Robert Haas <robertmhaas@gmail.com> wrote:
> Hmm. That looks a lot like a profile with no lock contention at
> all. Since I see XLogInsert in there, I assume this must be a
> pgbench write test on unlogged tables? How close am I?
Not unless pgbench on HEAD does that by default. Here are the
relevant statements:
$prefix/bin/pgbench -i -s 150
$prefix/bin/pgbench -T $time -c $clients -j $clients >>$resultfile
Perhaps the Intel cores implement the relevant primitives better?
Maybe I didn't run the profile or reports the right way?

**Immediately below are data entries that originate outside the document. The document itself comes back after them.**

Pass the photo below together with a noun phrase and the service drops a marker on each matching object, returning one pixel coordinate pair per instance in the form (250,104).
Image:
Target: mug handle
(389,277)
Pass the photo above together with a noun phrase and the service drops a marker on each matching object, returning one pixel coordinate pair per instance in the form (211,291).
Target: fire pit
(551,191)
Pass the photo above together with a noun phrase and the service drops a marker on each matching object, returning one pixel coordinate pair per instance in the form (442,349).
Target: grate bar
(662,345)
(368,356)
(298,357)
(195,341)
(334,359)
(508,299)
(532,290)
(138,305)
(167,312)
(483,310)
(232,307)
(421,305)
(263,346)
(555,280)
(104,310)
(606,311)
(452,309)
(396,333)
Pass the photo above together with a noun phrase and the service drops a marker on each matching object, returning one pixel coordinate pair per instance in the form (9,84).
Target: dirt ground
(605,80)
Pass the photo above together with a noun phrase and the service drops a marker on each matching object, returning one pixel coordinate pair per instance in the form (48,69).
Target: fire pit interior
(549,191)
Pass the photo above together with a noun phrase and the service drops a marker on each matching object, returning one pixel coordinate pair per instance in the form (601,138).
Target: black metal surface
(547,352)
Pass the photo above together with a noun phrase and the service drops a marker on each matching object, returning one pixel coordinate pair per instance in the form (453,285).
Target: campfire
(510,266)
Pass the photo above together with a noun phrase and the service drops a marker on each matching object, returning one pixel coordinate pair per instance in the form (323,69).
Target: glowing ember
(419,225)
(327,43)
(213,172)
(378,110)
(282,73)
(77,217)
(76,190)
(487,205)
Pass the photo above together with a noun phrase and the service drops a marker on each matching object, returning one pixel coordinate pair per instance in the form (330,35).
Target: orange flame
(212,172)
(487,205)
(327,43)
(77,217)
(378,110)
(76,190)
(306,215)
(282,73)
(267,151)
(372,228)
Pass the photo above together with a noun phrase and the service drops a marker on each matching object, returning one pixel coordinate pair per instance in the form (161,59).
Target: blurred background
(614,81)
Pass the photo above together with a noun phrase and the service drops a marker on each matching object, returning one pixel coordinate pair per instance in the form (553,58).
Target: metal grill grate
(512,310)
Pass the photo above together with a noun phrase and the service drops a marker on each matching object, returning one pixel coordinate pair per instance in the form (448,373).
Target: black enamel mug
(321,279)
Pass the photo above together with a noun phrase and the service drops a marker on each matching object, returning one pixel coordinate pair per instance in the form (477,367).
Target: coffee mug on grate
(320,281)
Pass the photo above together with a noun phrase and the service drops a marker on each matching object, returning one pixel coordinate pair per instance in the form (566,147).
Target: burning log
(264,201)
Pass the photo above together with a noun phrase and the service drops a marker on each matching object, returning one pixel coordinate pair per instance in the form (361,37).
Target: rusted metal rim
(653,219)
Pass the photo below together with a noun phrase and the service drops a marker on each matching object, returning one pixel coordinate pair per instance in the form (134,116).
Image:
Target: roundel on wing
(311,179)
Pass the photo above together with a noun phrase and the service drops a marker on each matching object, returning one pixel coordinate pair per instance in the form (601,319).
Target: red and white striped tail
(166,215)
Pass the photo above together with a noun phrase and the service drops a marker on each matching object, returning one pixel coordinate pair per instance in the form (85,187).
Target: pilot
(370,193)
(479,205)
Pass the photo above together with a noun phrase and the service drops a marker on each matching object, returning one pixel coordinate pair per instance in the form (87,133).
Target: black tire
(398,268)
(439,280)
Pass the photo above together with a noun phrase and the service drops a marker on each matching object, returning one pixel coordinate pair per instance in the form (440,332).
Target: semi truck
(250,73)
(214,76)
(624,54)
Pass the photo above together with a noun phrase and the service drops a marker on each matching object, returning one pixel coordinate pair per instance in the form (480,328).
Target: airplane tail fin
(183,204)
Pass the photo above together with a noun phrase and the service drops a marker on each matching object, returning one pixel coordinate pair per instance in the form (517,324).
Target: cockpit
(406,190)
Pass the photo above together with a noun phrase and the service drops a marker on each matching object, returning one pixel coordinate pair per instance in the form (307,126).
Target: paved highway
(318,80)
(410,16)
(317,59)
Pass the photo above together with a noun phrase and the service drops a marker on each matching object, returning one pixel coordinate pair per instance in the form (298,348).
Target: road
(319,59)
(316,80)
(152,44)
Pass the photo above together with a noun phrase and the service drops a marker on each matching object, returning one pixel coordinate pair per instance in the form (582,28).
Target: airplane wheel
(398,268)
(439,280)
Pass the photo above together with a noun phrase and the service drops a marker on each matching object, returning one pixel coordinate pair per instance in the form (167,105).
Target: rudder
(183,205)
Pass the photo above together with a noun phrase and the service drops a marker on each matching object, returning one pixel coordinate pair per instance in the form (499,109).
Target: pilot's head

> I was actually thinking it would be interesting to oprofile the
> read-only test; see if we can figure out where those slowdowns are
> coming from.
I'll plan on doing that this weekend.
>> tps = 21946.961196 (including connections establishing)
>> tps = 22911.873227 (including connections establishing)
>>
>> For write transactions, that seems pretty respectable.
>
> Very. What do you get without the patch?
[quick runs a couple tests that way]
Single run with -M simple:
tps = 23018.314292 (including connections establishing)
Single run with -M prepared:
tps = 27910.621044 (including connections establishing)
So, the patch appears to hinder performance in this environment,
although certainty is quite low with so few samples. I'll schedule
a spectrum of runs before I leave this evening (very soon).